PCH decided to merge its online and offline customer data to support a multichannel approach. As part of that process, the company worked with e-Dialog, an e-mail marketing company, to sift through a sea of customer data to determine which elements it would carry over to the new system.
Once it began that process, it changed the primary data file identifier from e-mail address to the customer ID it used in its offline database.
When that was done, and the information was better organized, PCH worked with eDialog to create customer profiles and build automated segmentation models to keep data fresh.
“Every day, data and profiles are refreshed and processed,” Befumo says.
The entire database project took about six months to execute. PCH's database has 21 million customer records, which includes purchase history.
The obvious benefit has been a holistic customer view. Because direct mail is still the lion's share of PCH's overall business, the company doesn't see too much of a channel shift as customers move online.
“We get a full picture of the customer's interest and we put appropriate offers in front of them,” Benfumo says. “We see a lot of traditional offline customers becoming multichannel customers.”
The direct marketer has about eight to 10 statisticians on staff to handle segmentation, modeling and analysis.
“Our analytics team is interested in future value,” Princiotta says. “When it comes to investing in a buyer, we know pretty much how much a specific segment of customers are worth for the next one to three years. We know by the type of list what future value should be, so we can make an educated guess on how much to invest in that customer.”
Statisticians, working with the creative team, are “ultimately responsible for who we mail and how many we mail,” he adds.
Deborah Holland, EVP of creative communications and consumer affairs for Publishers
Clearing House, says the marketer “was one of the pioneers of computer personalization and statistical modeling back when people were only dreaming about it.”
“It's embedded in our corporate culture to invest in modeling and tailoring our product offerings to various customer groups,” she says.
The results of the database investment have been tangible.

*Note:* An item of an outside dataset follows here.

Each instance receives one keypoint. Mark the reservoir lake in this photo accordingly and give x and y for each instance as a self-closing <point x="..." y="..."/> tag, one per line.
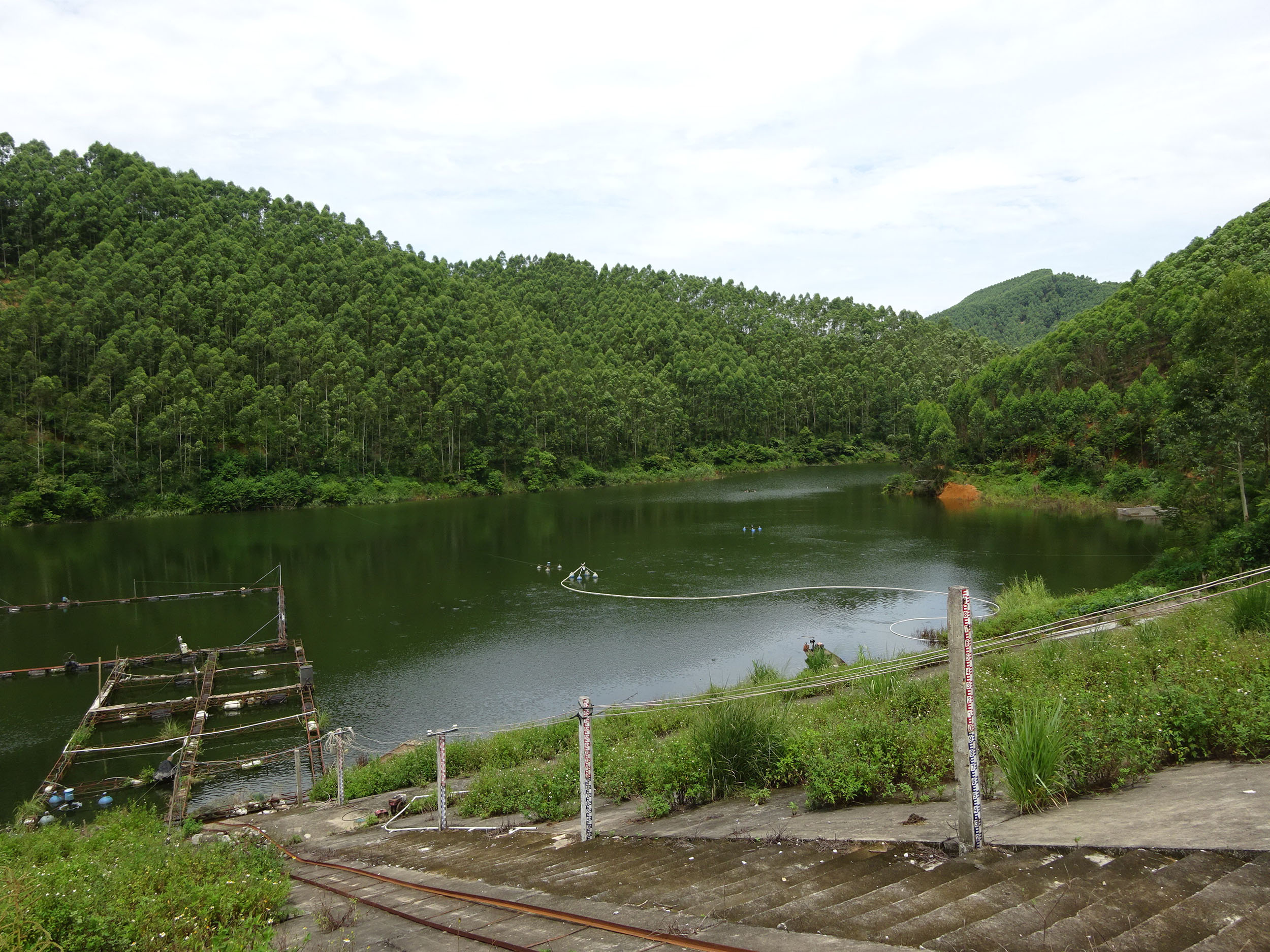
<point x="425" y="615"/>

Befumo said PCH had great improvements in overall e-mail deliverability.
“In terms of tracked delivery rates, we're consistently in excess of 98% delivery,” he says. “We keep our files clean and we keep our customers engaged.”
PCH reduced mailing volume, and it has seen annual cost savings of $200,000, but still sends an enormous amount of mail to customers. In a typical week, 1 million to 2 million e-mails are sent, and the company sends out mail to prospects about 10 times each year.
In addition, during its sweepstakes promotions tied to the TV campaign, the company sends more than 10 million pieces of mail to US consumers.
PCH works with several list brokers on an ongoing basis, and it makes use of cooperative databases and compiled lists also.
“We're pushing as many cylinders as possible to ensure we have the best, most profitable names to mail,” Princiotta says.
PCH has also seen a major lift in orders, registering a 120% increase in order conversions year over year, and opens and clickthrough rates have nearly doubled.
“It's through database marketing we've been able to achieve this,” Holland says.